After a review of the record, the Court holds that the Board failed to provide an adequate
statement of reasons or bases for its decision. See 38 U.S.C. 7104(d)(1); Gilbert v. Derwinski,
1 Vet.App. 49, 57 (1990). In particular, the Board failed to discuss whether there is a difference
between “loose bowel movements” and diarrhea. The Board also failed to address whether the
appellant was competent to report that he suffered from frequent diarrhea and abdominal distress
and, if so, the weight that should be assigned to that lay testimony. See Jandreau v. Nicholson,
492 F.3d 1372, 1377 (Fed. Cir. 2007) (noting general competence of laypersons to testify as to
symptoms but not medical diagnoses). Finally, the Board failed to discuss medical evidence
specifically stating that the appellant suffered from diarrhea symptoms, including a VA nursing note
with an indication of diarrhea (R. at 405) and a VA gastroenterology consultation noting that the
appellant had “diarrhea symptoms” (R. at 407). See Kahana v.
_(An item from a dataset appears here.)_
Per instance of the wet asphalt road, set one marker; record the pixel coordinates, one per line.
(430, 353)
Shinseki, 24 Vet.App. 428, 433
(2011) (“[T]he Board must . . . provide the reasons for its rejection of any material evidence
favorable to the claimant.”).
On remand, in addition to the matters discussed in part III, infra, the Board must address
whether a medical opinion is required to address the distinction, if any, between reports of “loose
bowel movements” and diarrhea and, if so, must obtain such an opinion. The Board must also
determine whether the appellant is competent to report that he suffered from diarrhea and abdominal
distress and, if so, must weigh that evidence against the other evidence of record. Finally, the Board

5 This is not to say that a dictionary cannot be used to interpret jargon in a medical opinion.
11

must discuss the medical evidence identified in the appellant’s brief that characterizes his symptoms
as diarrhea. See Appellant’s Br. at 6 (citing R. at 405, 407).

V. CONCLUSION
Accordingly, the portion of the July 12, 2011, Board decision that denied entitlement to an
initial disability rating in excess of 10% for IBS is VACATED, and that matter is REMANDED for
readjudication consistent with this decision.